In the case of Life Insurance Corporation of India v. Rosamma Varkey, The deceased requested insurance on his own life from LIC on November 1st, 1993, and a policy was granted in his favour on February 14th, 1994 with a coverage amount of Rs. 3 lakh. He passed away from heart problems on October 7, 1995. The assured money was claimed on 10-7-1995 by the respondent, who was the nominee under her husband’s life insurance policy. The claim was rejected by LIC, who claimed that the deceased withheld crucial information about his health from the proposal and provided incorrect information, which served as the foundation for the action in the present case.
- Whether the deceased furnished false information in the proposal for a life insurance policy
- whether the assured person is released from default for insurance claim eligibility if such a form is filled out by the LIC agent
Analysis of Court Order
The Kerala High Court’s single-judge bench Sathish Ninan overturned the Trial Court’s ruling, holding that the Insurance Company was not responsible for providing false information on an insurance application and permitting a lawsuit to be filed for the sum assured under a life insurance policy issued by the Life Insurance Corporation despite the Trial Court’s view that the LIC agent who filled out the lawsuit was at fault.
The court stated that this instance involved the positive assertion of a truth that was untrue to the deceased’s knowledge, not just a simple omission of information.
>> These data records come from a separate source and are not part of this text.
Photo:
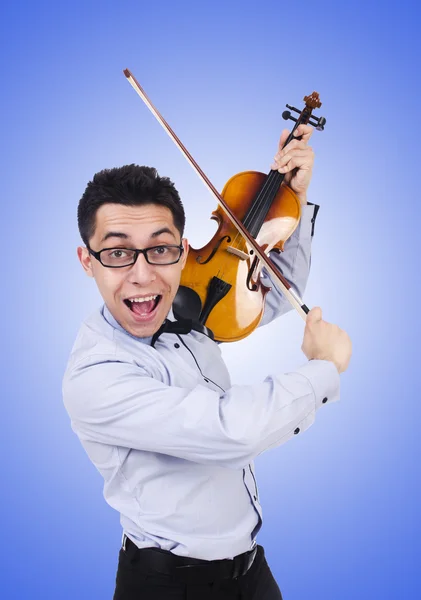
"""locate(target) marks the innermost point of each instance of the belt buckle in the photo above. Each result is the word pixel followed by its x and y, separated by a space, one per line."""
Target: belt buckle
pixel 243 564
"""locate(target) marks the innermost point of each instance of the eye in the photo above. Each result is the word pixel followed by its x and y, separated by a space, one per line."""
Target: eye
pixel 161 250
pixel 117 254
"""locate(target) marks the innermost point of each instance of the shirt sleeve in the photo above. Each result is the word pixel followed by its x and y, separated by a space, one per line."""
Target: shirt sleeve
pixel 294 263
pixel 118 403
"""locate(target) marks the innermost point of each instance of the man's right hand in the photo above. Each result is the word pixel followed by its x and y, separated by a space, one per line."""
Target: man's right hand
pixel 325 341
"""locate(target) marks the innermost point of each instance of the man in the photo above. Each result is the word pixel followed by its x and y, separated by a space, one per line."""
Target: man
pixel 157 415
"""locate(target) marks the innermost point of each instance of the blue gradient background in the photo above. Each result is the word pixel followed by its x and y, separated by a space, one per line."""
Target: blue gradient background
pixel 341 502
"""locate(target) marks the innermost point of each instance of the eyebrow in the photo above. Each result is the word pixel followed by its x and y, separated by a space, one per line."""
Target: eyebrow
pixel 124 236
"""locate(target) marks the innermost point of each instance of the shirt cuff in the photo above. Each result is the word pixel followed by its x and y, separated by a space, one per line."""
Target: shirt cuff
pixel 323 377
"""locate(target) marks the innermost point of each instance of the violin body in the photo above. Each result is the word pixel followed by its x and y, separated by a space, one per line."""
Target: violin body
pixel 233 309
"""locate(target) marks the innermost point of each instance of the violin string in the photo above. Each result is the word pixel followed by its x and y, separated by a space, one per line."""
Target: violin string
pixel 267 193
pixel 262 202
pixel 264 197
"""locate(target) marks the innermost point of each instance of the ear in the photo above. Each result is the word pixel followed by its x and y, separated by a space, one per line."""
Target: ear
pixel 85 260
pixel 186 247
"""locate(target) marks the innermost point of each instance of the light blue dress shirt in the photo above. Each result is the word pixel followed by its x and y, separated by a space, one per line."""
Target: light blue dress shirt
pixel 173 439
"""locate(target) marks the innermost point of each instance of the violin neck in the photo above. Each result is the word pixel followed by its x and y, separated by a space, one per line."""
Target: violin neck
pixel 259 208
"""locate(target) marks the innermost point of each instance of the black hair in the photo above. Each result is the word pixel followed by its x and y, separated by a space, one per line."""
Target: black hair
pixel 130 185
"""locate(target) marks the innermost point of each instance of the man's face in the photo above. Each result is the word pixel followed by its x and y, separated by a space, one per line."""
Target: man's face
pixel 119 226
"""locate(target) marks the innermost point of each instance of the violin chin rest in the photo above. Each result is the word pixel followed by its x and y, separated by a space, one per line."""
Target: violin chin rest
pixel 187 304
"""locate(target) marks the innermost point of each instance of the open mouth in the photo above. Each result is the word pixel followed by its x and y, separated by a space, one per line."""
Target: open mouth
pixel 143 307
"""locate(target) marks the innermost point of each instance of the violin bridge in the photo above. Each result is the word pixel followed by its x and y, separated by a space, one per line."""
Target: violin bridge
pixel 238 252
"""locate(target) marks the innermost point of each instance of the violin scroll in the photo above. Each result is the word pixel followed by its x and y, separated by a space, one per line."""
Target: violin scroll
pixel 305 116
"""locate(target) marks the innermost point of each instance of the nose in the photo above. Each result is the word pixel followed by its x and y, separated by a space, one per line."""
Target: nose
pixel 141 273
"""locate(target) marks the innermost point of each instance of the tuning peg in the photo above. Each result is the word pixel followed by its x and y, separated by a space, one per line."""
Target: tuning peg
pixel 287 115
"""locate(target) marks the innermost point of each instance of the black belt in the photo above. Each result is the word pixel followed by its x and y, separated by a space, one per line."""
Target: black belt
pixel 184 568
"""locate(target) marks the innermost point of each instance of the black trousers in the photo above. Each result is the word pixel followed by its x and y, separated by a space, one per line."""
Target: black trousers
pixel 135 582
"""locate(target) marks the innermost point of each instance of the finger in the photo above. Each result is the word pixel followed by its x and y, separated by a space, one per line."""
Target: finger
pixel 304 130
pixel 303 159
pixel 284 136
pixel 300 144
pixel 314 315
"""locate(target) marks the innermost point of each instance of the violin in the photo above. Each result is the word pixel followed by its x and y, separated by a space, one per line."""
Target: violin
pixel 220 284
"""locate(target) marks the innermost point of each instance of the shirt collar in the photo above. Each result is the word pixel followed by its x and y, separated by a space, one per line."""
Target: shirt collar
pixel 114 323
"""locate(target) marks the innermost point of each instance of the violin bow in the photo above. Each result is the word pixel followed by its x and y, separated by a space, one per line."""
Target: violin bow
pixel 283 283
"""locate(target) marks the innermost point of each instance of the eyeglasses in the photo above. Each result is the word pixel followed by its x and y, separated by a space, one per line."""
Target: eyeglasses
pixel 124 257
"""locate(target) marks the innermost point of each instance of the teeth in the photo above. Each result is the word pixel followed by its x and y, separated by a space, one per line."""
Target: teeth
pixel 146 299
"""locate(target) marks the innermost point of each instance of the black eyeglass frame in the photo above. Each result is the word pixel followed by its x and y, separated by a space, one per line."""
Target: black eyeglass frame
pixel 137 251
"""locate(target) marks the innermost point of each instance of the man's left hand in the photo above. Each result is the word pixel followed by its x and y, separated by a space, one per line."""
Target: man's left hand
pixel 296 161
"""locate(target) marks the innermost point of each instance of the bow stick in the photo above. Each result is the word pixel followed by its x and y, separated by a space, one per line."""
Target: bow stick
pixel 285 286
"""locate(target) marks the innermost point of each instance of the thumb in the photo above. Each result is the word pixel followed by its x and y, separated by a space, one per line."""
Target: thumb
pixel 284 135
pixel 314 315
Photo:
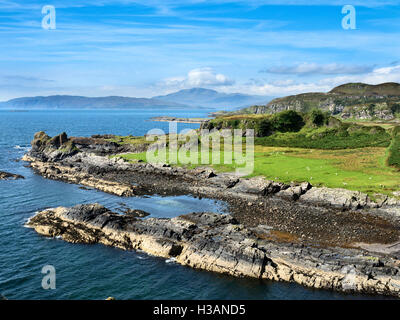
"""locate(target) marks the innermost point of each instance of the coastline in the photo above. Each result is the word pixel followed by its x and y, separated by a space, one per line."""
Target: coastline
pixel 268 214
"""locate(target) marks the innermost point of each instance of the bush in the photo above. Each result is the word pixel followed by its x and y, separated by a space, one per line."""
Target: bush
pixel 394 149
pixel 287 121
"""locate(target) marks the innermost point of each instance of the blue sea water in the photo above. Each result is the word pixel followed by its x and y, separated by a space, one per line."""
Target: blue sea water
pixel 97 271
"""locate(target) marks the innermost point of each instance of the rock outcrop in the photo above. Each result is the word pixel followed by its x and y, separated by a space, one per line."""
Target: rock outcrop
pixel 218 243
pixel 9 176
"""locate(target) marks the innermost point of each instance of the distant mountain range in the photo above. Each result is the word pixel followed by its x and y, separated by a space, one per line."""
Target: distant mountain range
pixel 193 98
pixel 213 99
pixel 351 100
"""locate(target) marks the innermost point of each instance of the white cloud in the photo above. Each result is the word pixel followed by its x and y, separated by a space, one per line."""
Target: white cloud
pixel 201 77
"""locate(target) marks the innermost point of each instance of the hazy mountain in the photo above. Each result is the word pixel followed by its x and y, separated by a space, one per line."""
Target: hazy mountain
pixel 351 100
pixel 213 99
pixel 79 102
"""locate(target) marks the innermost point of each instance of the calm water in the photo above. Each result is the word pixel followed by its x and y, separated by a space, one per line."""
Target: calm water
pixel 96 271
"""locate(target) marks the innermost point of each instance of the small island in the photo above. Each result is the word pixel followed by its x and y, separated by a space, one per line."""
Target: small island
pixel 181 120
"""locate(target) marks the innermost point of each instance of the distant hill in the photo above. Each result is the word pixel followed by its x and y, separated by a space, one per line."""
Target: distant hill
pixel 213 99
pixel 79 102
pixel 351 100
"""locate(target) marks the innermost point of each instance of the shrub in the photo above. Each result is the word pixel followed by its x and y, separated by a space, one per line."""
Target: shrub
pixel 394 148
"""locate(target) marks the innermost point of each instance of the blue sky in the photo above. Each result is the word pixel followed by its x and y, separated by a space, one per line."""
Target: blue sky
pixel 149 47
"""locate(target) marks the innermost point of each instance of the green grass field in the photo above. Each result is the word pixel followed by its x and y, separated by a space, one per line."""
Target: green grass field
pixel 361 169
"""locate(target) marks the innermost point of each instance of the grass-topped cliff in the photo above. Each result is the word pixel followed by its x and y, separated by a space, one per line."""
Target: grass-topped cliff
pixel 315 147
pixel 352 100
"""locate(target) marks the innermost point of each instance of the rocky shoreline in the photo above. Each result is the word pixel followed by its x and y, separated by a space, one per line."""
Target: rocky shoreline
pixel 318 237
pixel 9 176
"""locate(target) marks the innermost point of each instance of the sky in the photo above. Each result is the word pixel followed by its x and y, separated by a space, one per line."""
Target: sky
pixel 145 48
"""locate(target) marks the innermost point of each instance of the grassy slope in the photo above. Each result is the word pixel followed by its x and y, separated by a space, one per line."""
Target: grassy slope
pixel 393 158
pixel 346 156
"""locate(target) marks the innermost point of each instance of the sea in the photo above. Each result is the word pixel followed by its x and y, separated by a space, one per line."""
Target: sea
pixel 96 272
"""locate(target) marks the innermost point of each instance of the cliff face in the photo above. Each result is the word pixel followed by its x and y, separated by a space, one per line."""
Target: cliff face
pixel 353 100
pixel 219 243
pixel 296 232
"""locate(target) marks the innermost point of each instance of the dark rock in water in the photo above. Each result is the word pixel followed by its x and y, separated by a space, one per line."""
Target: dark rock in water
pixel 59 140
pixel 218 243
pixel 132 212
pixel 10 176
pixel 136 213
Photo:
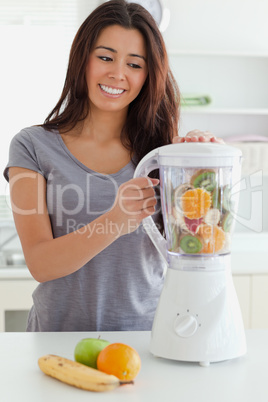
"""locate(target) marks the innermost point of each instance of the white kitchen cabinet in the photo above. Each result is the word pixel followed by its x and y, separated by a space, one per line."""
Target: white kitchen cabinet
pixel 15 295
pixel 259 305
pixel 236 85
pixel 242 285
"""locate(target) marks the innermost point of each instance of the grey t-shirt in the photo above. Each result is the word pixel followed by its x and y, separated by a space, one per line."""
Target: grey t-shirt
pixel 120 287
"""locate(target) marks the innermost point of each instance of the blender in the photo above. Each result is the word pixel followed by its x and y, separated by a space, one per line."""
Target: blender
pixel 198 317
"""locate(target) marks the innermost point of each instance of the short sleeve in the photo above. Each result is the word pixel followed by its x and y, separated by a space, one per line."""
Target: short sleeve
pixel 22 154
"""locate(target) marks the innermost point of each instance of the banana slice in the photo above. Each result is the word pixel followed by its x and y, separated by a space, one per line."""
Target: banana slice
pixel 212 217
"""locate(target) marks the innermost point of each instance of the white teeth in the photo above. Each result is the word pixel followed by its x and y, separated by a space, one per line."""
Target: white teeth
pixel 111 91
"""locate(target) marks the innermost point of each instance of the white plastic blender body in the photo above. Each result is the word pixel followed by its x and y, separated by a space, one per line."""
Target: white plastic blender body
pixel 198 317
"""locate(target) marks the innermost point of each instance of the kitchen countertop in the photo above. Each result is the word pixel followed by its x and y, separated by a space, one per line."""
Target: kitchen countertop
pixel 243 379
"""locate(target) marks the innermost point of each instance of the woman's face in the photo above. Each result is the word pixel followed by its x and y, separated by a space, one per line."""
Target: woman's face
pixel 117 69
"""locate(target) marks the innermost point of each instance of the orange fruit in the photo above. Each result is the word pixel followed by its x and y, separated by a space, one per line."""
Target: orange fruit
pixel 120 360
pixel 213 237
pixel 195 203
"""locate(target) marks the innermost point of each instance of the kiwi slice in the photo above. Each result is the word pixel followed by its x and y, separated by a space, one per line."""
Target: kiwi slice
pixel 226 195
pixel 173 235
pixel 205 179
pixel 191 244
pixel 227 222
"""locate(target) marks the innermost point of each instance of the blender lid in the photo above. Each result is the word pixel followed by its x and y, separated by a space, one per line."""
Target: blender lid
pixel 199 154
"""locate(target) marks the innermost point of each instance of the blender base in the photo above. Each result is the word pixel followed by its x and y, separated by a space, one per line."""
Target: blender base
pixel 198 318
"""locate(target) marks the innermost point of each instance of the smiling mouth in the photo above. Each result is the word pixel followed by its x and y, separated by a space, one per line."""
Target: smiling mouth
pixel 111 91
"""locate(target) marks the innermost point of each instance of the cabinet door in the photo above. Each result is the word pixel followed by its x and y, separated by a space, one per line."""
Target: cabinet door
pixel 15 295
pixel 259 308
pixel 242 286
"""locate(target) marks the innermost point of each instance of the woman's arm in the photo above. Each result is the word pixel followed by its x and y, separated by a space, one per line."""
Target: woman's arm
pixel 48 258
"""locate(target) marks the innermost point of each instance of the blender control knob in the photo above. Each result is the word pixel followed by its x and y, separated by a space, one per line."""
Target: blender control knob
pixel 185 325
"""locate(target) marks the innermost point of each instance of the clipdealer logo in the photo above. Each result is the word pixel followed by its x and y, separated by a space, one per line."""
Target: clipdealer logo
pixel 250 191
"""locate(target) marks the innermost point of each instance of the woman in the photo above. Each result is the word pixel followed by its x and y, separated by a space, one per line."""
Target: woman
pixel 76 207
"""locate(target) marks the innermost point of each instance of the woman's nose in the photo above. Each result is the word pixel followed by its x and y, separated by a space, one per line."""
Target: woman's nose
pixel 117 71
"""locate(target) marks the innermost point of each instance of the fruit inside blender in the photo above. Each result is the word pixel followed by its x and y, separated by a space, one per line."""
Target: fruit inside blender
pixel 199 211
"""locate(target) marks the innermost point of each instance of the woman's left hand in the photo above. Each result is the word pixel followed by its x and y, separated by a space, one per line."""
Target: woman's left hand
pixel 198 136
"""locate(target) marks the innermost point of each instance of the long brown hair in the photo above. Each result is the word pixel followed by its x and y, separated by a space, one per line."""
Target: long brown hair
pixel 153 116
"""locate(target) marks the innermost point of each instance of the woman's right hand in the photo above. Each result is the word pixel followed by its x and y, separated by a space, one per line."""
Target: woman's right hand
pixel 135 201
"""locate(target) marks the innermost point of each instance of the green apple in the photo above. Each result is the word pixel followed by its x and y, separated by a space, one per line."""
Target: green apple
pixel 88 349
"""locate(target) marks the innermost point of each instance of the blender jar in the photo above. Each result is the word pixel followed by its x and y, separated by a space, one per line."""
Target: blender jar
pixel 199 186
pixel 199 208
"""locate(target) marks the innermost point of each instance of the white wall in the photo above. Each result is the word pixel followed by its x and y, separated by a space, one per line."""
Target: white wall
pixel 218 25
pixel 34 59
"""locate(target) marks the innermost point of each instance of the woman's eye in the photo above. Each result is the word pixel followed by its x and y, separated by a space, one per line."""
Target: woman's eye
pixel 134 65
pixel 105 58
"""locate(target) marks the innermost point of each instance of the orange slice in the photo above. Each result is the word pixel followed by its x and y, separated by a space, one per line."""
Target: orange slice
pixel 195 203
pixel 213 238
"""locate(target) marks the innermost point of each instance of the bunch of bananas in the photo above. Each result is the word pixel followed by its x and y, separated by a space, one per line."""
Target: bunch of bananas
pixel 78 375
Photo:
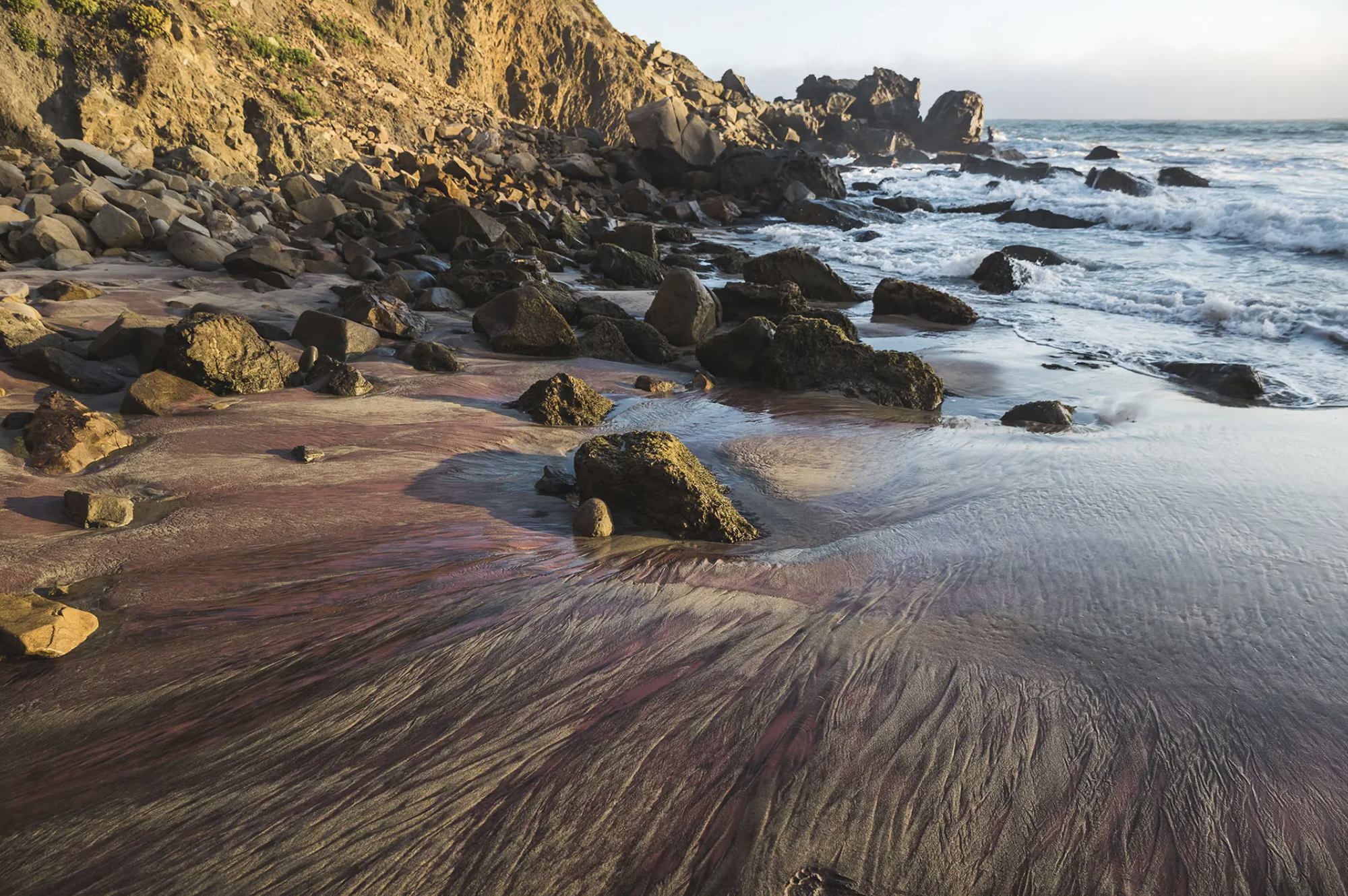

The Court argued that it was implausible for material facts’ to escape the proposal form’s particular query asking for information about prior treatment.
The Court concluded that whether or not an insurance policy was valid depended on whether or not there had been inaccurate information or material facts omitted. Although some medical records indicate that the deceased was admitted to the hospital in 1992 for over a week to receive treatment as an inpatient through a cardiologist, the deceased in this case denied ever being admitted to any hospital or nursing home for a general check-up, treatment, or operation. The Court interpreted this as providing misleading information to benefit from the specified policy, not just the purposeful suppression of pertinent facts. The Court decided that the LIC was exempt from liability under the disputed fake insurance policy and had the right to repudiate it since it refused to accept or countenance the argument. The Trial Court’s decree and decision were overturned by the Court.